ST is an infrequent but serious ischemic complication
of PCI procedures. Although rare, it is associated with
severe clinical consequences, leading to death in about one
in four patients and myocardial infarction (MI) in almost
all cases, with a high risk of recurrence [6]. DAPT with
aspirin and a P2Y12 inhibitor is a cornerstone after PCI to
reduce the risk of thrombotic events, including ST [7–10].

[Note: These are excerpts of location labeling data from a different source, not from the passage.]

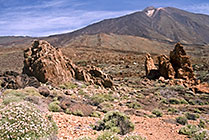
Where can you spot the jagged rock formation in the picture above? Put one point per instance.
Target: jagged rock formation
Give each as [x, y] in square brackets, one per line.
[149, 64]
[150, 68]
[14, 80]
[177, 66]
[181, 63]
[48, 64]
[165, 67]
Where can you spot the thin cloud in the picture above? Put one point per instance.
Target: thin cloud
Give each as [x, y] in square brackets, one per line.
[43, 24]
[199, 8]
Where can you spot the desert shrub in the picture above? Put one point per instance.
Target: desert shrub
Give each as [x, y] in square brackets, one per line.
[172, 110]
[174, 101]
[181, 120]
[188, 130]
[134, 105]
[13, 96]
[105, 107]
[84, 138]
[194, 132]
[95, 114]
[24, 121]
[134, 138]
[191, 116]
[202, 124]
[100, 98]
[107, 136]
[78, 113]
[54, 106]
[115, 121]
[201, 135]
[196, 110]
[183, 101]
[191, 102]
[157, 113]
[68, 85]
[0, 84]
[10, 95]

In this context, the use of extended DAPT is considered a
valid tool to reduce residual ischemic risk in complex PCI
patients [8–11]. However, since complex PCI patients have
an increased risk of bleeding regardless of DAPT regimen,
the selection of an appropriate DAPT strategy in this setting remains particularly challenging [12, 13].
Current guidelines recommend discontinuing DAPT 1
to 3 months after PCI in patients at high hemorrhagic risk
but not at high ischemic risk, prescribing 6 to 12 months
DAPT with aspirin and a P2Y12 inhibitor as the standard
regimen for patients undergoing PCI without an indication for oral anticoagulation, and considering prolonged
DAPT in patients at high ischemic risk, including those
undergoing complex PCI [14]. Hence, it is easy to understand as in real-world clinical practice, variations of DAPT
durations regimens are common, due to both patient- and
physician-related factors [15]. For example, physicians
may still be reluctant to shorten DAPT duration in complex PCI patients and tend to extend DAPT duration in this
setting, even in HBR patients, mainly because of concerns
about ST [16].
Alternative DAPT duration regimens have been
tested in patients undergoing complex PCI. However, to
date there is no definitive evidence to assess the risk of
thrombotic events in patients undergoing non-standard
DAPT duration after complex PCI. With this in mind, we
designed a meta-analysis to assess whether the duration
of DAPT has an impact on the risk of ischemic events in
patients undergoing complex PCI.
Clinical Research in Cardiology
Methods
Search strategy and outcome selection
The study is registered in PROSPERO (CRD42024617534).
Eligible studies enrolled patients who underwent PCI and
were randomly assigned to treatment with a non-standard
or standard DAPT regimen. Standard DAPT was defined as
the conventional, non-tailored regimen with a fixed duration of 6 or 12 months. Non-standard DAPT was defined
as regimens with modified duration, including extended
or abbreviated approaches. To be eligible, studies were
required to report the association between DAPT regimens and outcomes of interest in complex PCI patients.